Blah Blah Happy (2003)                           home

- a Copenhagen Song Cycle as told by an outsider.

".....Pete Livingstone & Nina Kareis are capable of something quite special.
Where else could you see such beauty combined with satire?
"(Citadel)

Blah Blah Happy
is a staged concert in which Livingstones Kabinet perform a series of newly composed songs in English. Together these songs describe the prosperous western city of Copenhagen as seen from a newcomer's point of view.

leaning dogs


Since taking up residency in Copenhagen 7 years ago, Scottish composer Pete Livingstone has been in a position to observe life in this city both from the outside and the inside. Given that British and Danish cultures are not entirely dissimiliar, it is the little details of this country's habits and behaviour which tend to catch his attention.
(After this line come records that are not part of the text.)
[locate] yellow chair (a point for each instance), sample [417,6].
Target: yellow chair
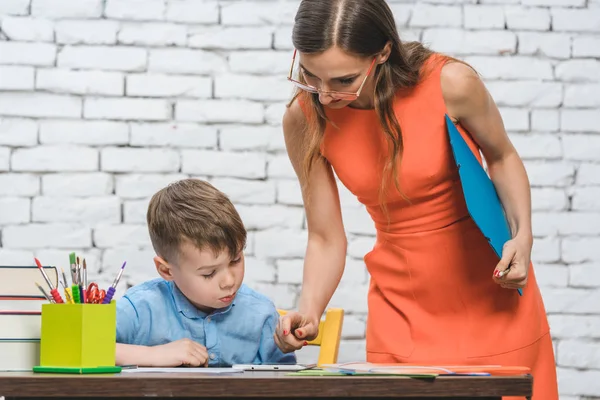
[330,334]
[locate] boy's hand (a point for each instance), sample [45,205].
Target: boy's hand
[181,352]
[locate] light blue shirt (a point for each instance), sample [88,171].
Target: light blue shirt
[156,312]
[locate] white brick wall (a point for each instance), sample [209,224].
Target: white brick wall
[104,102]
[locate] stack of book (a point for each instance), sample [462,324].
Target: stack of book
[20,315]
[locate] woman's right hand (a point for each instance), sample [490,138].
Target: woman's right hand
[294,330]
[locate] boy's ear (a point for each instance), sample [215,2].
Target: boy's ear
[163,269]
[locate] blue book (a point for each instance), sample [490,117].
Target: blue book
[480,194]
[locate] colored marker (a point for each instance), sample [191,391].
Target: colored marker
[111,290]
[53,290]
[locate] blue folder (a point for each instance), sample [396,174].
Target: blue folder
[480,194]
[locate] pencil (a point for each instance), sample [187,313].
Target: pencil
[44,293]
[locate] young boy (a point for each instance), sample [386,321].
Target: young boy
[199,313]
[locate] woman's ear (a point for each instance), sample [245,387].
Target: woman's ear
[385,53]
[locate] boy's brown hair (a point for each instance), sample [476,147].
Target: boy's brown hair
[194,210]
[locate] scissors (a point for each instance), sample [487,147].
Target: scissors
[95,295]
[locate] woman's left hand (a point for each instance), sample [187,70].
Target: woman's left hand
[516,258]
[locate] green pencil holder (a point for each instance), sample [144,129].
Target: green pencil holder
[78,335]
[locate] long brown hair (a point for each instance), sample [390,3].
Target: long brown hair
[362,28]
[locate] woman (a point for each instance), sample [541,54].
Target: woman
[373,109]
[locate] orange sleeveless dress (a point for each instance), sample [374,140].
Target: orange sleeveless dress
[431,298]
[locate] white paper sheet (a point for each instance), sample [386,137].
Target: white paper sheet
[184,370]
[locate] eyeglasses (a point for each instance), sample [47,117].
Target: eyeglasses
[335,94]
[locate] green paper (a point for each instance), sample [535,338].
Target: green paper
[75,370]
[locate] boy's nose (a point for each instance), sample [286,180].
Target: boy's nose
[228,281]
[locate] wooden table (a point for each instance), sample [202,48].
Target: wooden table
[22,385]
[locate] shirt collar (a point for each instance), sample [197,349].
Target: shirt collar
[188,310]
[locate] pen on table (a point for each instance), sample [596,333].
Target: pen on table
[53,290]
[74,287]
[80,282]
[63,282]
[84,282]
[50,299]
[111,290]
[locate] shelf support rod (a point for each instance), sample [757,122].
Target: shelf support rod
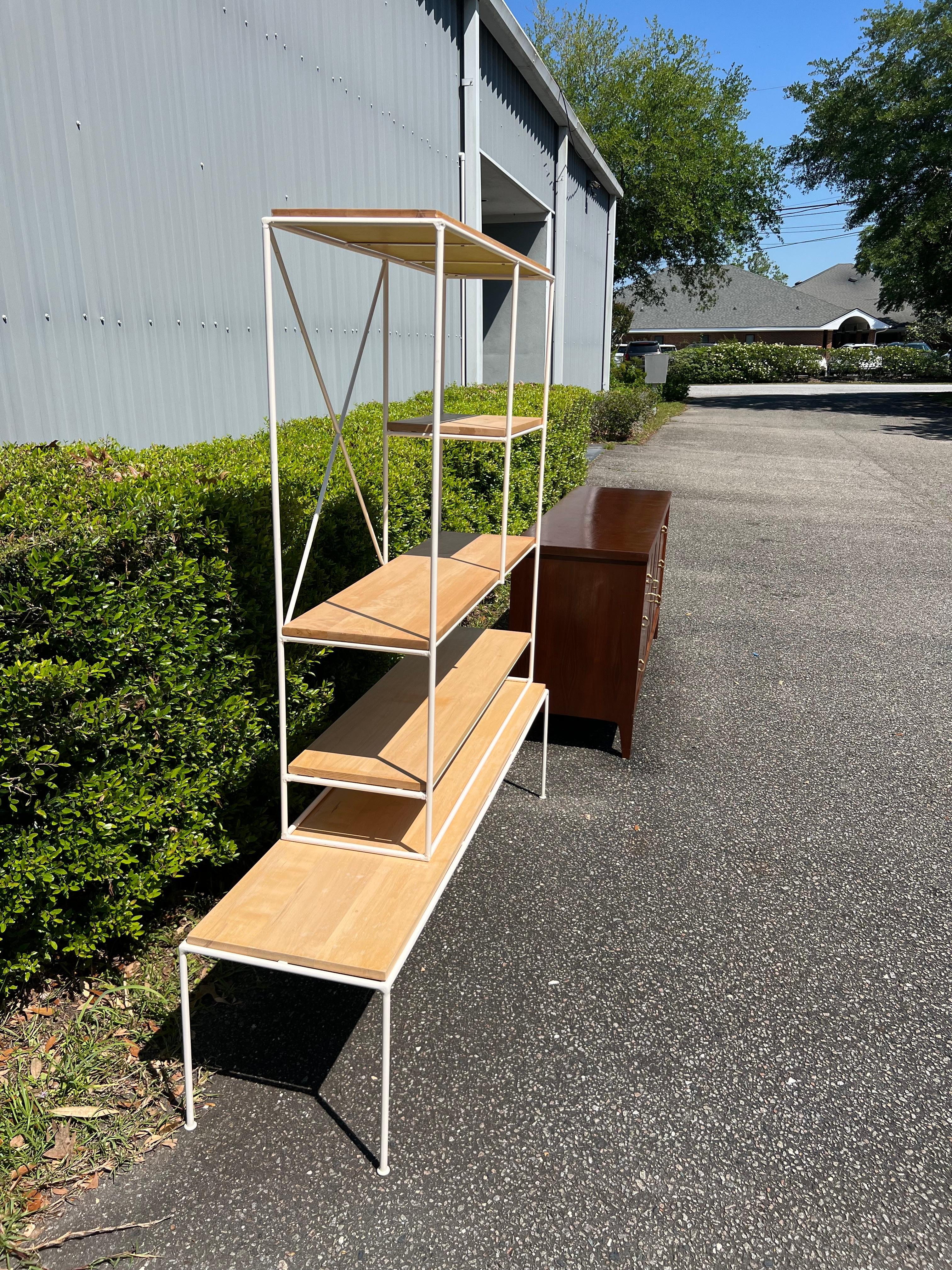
[384,1168]
[436,495]
[187,1042]
[509,389]
[386,411]
[268,237]
[337,421]
[546,376]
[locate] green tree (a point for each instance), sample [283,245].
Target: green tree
[760,262]
[697,192]
[879,129]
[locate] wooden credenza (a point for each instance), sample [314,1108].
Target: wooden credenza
[600,599]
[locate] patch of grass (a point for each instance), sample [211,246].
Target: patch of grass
[108,1048]
[493,608]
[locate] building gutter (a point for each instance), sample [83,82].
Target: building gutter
[501,23]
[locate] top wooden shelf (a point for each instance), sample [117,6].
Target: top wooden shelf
[390,608]
[464,427]
[407,235]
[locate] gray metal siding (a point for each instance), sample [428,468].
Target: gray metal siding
[138,230]
[516,130]
[587,234]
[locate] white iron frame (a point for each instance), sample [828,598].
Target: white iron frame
[353,981]
[310,228]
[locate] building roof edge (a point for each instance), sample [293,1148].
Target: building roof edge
[502,25]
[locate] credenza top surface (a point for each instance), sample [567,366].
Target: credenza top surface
[605,524]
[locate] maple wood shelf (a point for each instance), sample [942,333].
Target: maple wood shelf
[404,778]
[464,427]
[382,738]
[390,608]
[349,912]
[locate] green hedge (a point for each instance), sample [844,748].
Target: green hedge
[890,364]
[733,363]
[138,668]
[616,416]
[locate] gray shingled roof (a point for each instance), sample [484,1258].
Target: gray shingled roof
[747,303]
[842,285]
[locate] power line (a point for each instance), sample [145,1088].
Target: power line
[804,242]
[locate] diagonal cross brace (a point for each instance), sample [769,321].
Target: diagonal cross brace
[336,420]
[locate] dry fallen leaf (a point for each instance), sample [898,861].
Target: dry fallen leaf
[82,1113]
[63,1146]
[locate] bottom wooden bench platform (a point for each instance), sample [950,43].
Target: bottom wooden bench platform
[349,915]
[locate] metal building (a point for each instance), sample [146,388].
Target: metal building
[141,144]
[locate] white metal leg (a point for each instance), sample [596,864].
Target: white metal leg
[545,747]
[546,374]
[336,420]
[511,385]
[276,519]
[439,341]
[187,1042]
[384,1169]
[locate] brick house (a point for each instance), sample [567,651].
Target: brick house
[755,309]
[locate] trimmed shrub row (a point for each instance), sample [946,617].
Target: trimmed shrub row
[138,670]
[733,363]
[889,364]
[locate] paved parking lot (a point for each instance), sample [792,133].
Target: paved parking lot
[694,1010]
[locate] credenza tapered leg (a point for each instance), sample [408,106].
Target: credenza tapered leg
[187,1041]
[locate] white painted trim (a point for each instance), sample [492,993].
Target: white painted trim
[559,263]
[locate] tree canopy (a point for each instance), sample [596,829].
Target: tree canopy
[879,129]
[697,192]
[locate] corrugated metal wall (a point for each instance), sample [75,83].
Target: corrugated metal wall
[516,130]
[586,277]
[141,144]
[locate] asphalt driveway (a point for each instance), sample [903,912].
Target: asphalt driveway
[692,1011]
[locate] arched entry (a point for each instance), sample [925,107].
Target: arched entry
[852,331]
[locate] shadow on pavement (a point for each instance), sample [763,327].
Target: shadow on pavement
[276,1029]
[917,415]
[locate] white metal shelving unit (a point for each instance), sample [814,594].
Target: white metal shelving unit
[408,773]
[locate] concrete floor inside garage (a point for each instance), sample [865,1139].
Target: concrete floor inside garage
[694,1010]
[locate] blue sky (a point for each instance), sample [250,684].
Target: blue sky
[774,43]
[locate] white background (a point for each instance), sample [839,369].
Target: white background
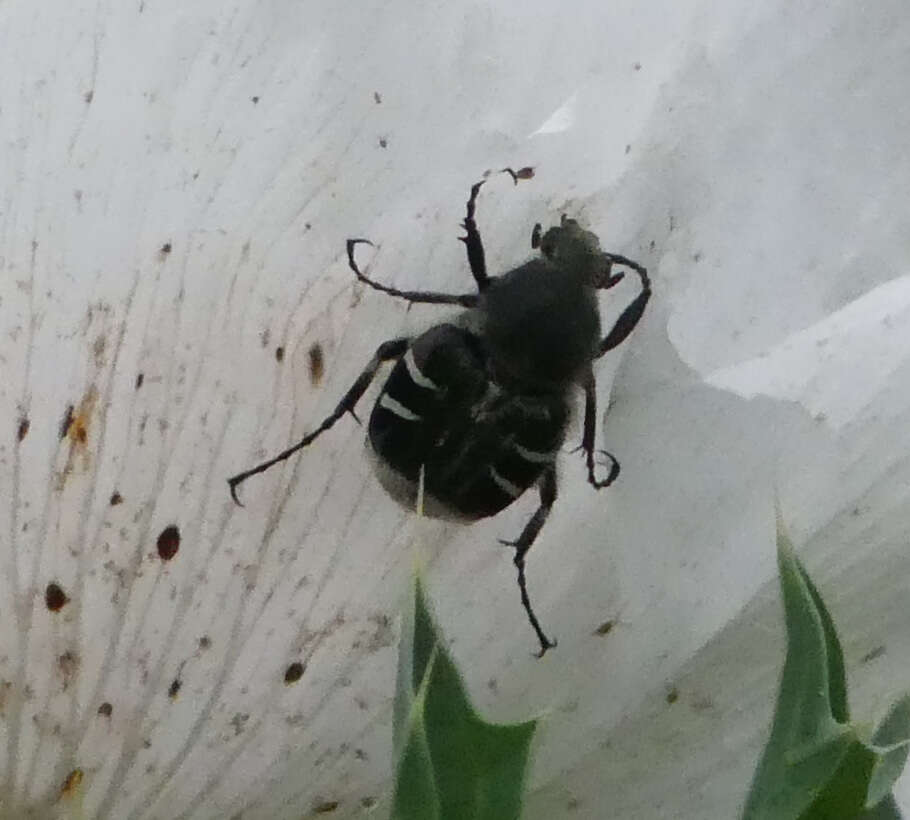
[752,156]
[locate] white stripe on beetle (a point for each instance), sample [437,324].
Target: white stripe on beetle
[388,403]
[504,484]
[414,372]
[533,456]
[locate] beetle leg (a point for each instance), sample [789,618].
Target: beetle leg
[427,297]
[473,243]
[633,313]
[392,349]
[590,431]
[547,488]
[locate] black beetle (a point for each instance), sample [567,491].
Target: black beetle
[482,403]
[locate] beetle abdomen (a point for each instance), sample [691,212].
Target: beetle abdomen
[481,446]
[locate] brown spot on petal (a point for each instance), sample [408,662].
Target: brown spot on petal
[168,542]
[294,672]
[71,783]
[55,597]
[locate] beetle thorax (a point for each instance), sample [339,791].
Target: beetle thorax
[541,325]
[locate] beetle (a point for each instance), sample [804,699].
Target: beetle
[481,403]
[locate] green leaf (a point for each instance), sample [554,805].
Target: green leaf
[453,764]
[815,765]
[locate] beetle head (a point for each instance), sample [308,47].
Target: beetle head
[567,245]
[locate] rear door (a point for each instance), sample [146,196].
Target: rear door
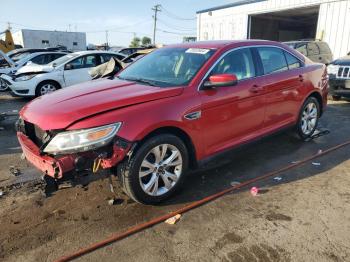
[77,71]
[325,53]
[233,114]
[313,52]
[282,80]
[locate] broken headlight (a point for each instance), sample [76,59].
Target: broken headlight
[82,140]
[24,78]
[332,69]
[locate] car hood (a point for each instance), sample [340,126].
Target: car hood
[345,60]
[67,106]
[34,68]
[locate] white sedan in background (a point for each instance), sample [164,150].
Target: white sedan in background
[12,65]
[71,69]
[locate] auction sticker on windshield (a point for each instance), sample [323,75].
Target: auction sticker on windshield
[201,51]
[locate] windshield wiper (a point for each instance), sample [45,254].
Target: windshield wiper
[140,80]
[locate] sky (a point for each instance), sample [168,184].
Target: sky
[122,19]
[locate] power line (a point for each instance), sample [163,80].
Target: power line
[171,15]
[176,27]
[156,9]
[175,33]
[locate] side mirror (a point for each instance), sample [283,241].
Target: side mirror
[221,80]
[68,67]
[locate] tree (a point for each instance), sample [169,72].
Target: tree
[135,42]
[146,41]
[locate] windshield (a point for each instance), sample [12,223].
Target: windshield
[167,66]
[62,60]
[291,45]
[19,56]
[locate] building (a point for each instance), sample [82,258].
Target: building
[279,20]
[74,41]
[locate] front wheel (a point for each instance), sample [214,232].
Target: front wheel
[308,118]
[336,97]
[156,170]
[45,88]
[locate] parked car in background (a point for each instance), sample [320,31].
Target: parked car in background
[39,58]
[135,56]
[21,53]
[113,66]
[172,110]
[131,50]
[317,51]
[339,78]
[68,70]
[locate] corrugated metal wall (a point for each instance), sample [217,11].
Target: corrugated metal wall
[334,26]
[232,23]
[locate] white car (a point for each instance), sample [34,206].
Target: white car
[34,80]
[11,66]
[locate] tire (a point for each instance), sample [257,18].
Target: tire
[151,188]
[336,98]
[308,118]
[46,87]
[3,87]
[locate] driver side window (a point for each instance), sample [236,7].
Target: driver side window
[76,63]
[239,63]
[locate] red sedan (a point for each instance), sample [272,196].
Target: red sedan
[171,111]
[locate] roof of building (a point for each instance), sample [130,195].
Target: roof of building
[233,4]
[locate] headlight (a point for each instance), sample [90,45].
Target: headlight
[24,78]
[332,69]
[82,140]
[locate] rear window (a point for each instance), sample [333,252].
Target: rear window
[273,59]
[324,48]
[312,49]
[292,61]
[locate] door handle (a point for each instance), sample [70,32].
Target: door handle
[256,89]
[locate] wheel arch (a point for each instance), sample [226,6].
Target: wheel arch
[179,133]
[49,81]
[318,96]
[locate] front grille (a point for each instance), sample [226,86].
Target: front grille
[35,133]
[344,72]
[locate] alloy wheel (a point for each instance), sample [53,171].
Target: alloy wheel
[309,118]
[47,88]
[160,170]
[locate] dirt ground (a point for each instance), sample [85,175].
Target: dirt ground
[304,216]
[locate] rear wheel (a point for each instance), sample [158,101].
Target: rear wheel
[308,118]
[46,87]
[336,98]
[156,170]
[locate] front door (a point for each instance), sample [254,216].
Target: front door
[233,114]
[282,80]
[77,71]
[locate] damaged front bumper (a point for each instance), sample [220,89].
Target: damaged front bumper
[56,167]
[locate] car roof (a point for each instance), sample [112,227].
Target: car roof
[96,52]
[223,43]
[47,53]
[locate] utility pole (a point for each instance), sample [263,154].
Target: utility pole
[106,40]
[156,9]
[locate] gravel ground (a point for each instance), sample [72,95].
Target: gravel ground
[303,217]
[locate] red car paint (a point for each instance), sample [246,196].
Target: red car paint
[229,115]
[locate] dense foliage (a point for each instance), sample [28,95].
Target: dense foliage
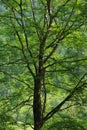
[43,65]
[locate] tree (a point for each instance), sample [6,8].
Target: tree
[42,51]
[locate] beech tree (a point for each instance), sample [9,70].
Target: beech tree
[43,59]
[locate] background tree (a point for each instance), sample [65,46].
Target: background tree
[43,61]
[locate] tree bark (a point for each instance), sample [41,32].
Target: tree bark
[37,107]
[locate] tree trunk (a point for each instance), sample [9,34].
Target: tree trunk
[37,108]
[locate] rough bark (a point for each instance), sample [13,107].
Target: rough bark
[37,108]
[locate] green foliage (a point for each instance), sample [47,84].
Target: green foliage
[34,35]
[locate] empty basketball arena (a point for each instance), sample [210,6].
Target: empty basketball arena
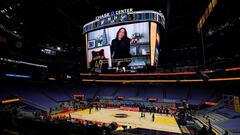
[139,67]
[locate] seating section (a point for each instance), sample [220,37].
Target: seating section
[150,92]
[228,112]
[176,93]
[46,95]
[127,92]
[232,125]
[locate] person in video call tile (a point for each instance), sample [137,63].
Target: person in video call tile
[120,48]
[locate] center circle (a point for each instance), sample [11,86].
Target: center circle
[120,115]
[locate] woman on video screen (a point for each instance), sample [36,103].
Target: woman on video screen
[120,48]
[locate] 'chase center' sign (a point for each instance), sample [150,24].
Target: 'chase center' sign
[113,13]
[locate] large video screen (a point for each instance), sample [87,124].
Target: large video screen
[119,46]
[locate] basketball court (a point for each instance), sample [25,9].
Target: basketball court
[129,118]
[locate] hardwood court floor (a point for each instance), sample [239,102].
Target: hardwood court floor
[161,123]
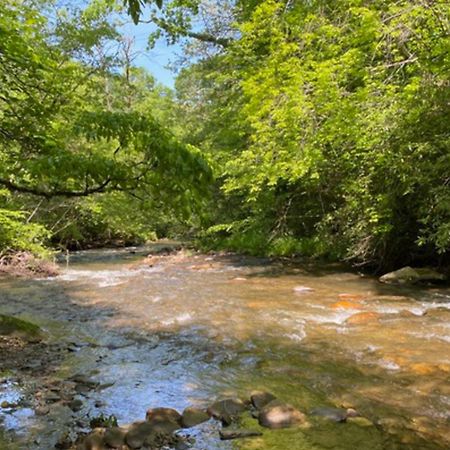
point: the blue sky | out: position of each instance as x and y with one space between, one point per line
156 59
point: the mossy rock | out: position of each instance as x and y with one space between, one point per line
11 326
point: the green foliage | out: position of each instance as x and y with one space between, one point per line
77 122
17 234
342 116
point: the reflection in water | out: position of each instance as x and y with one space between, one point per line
183 330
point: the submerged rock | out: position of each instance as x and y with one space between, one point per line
227 407
160 416
138 433
277 414
115 437
12 326
238 433
363 318
193 416
409 275
334 414
260 399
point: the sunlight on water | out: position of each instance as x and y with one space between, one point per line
186 329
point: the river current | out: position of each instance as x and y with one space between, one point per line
187 329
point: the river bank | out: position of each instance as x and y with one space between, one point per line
185 329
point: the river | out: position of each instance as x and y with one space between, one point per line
186 329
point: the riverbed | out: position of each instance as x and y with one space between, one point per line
185 329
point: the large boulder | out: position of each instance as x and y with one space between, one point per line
408 275
159 416
277 414
260 399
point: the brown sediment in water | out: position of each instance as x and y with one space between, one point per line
25 264
175 335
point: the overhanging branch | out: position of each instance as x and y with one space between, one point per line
56 192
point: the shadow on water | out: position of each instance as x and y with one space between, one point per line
141 360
These observations have been turned into a series of songs written and performed by Livingstones Kabinet. The songs speak of Københavnerne for better or worse; at times attractive and beguiling, at other times terrifying. The tone is reflective rather than moralising, employing a perceptive, quirky humour as the means to parody and provoke. All songs are in English, with spoken texts in English and Danish.

Blah Blah Happy finds itself in the cross-over zone between concert and theatre; a darkly comic performance with strongly theatrical elements inspired by the Weimar Cabaret of 1920's Germany. Livingstones Kabinet invite you to join them in a dusty, delapidated space such as you might find in the world of R.W. Fassbinder or David Lynch. A place where the performers have been hanging around for a long time, maybe decades, after closing time. A frayed cabaret ensemble consists of the seductive, cracked-voiced chanteuse and the lush, exotic tenor backed up by the pale yet strangely virile HUHAHU male voice choir.